Another surprise came after the novel was live and several readers mentioned that they found the story to be the journey of two women seeking their own identity, apart from their husbands. I’ve lived with that question in my role as the wife of a physician, and apparently, it found its way onto the blank page.
Sheila:
Do you have any words of wisdom, tips or suggestions for others who are writing novels, especially novels based on their direct experience?
Ruth:
I’d tell them that the process of writing a novel is, at heart, a mystery. There’s no road map to making this collection of words a thing of beauty, meaning, or entertainment. Each novelist has to find her own path. Yet, we can look to those who’ve gone before and heed their counsel, as I’ve done with Nigel Watts. If the counsel fits, use it. If not, look elsewhere. I love Annie Dillard’s advice: “Write what only you can write.”

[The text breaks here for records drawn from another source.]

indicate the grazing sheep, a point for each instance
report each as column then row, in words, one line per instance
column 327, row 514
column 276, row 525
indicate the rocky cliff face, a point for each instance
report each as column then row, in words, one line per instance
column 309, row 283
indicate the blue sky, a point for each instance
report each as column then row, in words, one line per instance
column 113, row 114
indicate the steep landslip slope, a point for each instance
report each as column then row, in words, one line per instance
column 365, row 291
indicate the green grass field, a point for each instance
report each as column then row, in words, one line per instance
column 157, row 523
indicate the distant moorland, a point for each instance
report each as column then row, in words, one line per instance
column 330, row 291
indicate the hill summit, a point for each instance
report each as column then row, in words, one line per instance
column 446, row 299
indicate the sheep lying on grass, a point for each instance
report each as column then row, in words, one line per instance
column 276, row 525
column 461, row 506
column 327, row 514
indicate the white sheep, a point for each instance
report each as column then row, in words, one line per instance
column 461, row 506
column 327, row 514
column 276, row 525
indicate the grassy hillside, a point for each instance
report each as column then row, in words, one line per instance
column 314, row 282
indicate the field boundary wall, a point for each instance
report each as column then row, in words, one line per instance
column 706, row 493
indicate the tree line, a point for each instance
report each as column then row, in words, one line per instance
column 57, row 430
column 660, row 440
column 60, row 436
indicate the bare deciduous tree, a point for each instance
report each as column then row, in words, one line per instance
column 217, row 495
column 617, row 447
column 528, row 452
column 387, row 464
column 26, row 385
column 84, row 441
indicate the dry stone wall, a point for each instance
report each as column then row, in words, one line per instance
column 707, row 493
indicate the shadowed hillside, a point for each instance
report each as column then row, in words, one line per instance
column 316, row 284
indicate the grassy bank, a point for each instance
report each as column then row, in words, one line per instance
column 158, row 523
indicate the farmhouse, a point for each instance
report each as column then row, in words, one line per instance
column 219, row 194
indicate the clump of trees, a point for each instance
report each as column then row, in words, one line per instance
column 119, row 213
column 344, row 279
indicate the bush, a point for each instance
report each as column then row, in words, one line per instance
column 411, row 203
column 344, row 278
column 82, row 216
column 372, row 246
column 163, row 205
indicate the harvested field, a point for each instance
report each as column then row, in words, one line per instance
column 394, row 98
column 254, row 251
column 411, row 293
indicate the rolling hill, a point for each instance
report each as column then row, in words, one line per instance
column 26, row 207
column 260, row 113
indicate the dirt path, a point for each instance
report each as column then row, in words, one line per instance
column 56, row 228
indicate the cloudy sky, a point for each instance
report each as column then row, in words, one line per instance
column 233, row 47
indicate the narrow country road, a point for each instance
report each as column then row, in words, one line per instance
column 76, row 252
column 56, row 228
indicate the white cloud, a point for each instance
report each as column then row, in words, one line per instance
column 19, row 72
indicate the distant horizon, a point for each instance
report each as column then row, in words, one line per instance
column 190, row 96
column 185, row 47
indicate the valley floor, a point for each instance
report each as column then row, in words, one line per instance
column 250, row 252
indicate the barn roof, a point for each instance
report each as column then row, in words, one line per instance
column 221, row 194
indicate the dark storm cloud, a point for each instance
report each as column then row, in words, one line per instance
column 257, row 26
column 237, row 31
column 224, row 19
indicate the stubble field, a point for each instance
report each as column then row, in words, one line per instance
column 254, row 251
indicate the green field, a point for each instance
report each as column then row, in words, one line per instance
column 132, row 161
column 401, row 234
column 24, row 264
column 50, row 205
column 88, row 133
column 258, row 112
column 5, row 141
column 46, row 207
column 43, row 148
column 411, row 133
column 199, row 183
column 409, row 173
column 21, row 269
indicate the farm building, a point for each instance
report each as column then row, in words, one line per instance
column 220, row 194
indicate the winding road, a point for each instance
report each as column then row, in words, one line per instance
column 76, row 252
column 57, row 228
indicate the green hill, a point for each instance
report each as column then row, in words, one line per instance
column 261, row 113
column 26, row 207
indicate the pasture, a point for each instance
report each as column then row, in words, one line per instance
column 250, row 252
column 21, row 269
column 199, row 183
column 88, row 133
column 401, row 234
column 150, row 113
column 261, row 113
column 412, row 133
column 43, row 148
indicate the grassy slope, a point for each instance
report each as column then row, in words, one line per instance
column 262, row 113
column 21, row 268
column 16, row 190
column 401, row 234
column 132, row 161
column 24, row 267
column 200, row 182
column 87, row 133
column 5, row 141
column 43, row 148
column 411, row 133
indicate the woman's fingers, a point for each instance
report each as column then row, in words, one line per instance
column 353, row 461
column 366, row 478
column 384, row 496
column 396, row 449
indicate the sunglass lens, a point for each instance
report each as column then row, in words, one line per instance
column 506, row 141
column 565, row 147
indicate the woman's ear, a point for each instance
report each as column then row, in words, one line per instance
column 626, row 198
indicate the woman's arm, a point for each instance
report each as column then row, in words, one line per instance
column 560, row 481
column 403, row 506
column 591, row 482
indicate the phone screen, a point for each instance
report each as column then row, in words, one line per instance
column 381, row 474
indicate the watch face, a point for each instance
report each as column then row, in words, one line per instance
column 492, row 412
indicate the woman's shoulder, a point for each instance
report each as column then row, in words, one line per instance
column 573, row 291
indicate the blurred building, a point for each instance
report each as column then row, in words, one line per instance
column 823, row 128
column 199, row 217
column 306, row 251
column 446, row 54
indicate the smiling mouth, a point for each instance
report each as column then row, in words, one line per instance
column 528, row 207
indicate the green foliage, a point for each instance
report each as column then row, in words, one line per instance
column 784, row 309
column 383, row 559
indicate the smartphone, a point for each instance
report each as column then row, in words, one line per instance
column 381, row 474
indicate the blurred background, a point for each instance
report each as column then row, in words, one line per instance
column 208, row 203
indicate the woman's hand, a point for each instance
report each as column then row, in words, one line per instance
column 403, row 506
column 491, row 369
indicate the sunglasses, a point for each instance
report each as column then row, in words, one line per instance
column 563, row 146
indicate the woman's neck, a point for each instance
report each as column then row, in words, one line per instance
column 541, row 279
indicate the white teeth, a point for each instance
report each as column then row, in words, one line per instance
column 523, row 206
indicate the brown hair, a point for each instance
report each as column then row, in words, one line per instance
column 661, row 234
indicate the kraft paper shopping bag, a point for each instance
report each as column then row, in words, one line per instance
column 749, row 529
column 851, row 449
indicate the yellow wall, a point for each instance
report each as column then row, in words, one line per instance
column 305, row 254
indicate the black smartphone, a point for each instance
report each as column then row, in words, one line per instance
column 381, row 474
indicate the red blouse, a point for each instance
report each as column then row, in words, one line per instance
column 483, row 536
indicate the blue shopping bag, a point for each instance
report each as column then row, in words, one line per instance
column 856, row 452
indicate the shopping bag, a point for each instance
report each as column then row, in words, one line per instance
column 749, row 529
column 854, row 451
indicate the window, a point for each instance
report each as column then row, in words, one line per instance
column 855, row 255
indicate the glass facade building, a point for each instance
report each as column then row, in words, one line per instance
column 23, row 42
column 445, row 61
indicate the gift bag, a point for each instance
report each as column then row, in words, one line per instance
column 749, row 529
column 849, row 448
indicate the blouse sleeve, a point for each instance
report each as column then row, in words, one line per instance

I’d say we need to focus on scenes to make our stores come alive, which amounts to showing an event rather than telling it.
It’s important to get feedback on your writing, but not necessarily from family or friends. It does you no good as a writer to have Mom tell you every word you write is wonderful. Seek feedback from those who dare to be honest and don’t worry about offending you.
If you’re just starting on this writing path, write short pieces, essays or short stories, say, before launching a novel. Get some sense of the craft before tackling the big story.
Sheila:
Thank you for these answers to my questions. I will reread Mimosa Road now with the background of your answers for a deeper dive into the story and for harvesting ideas and thoughts about my writing and where it is going now.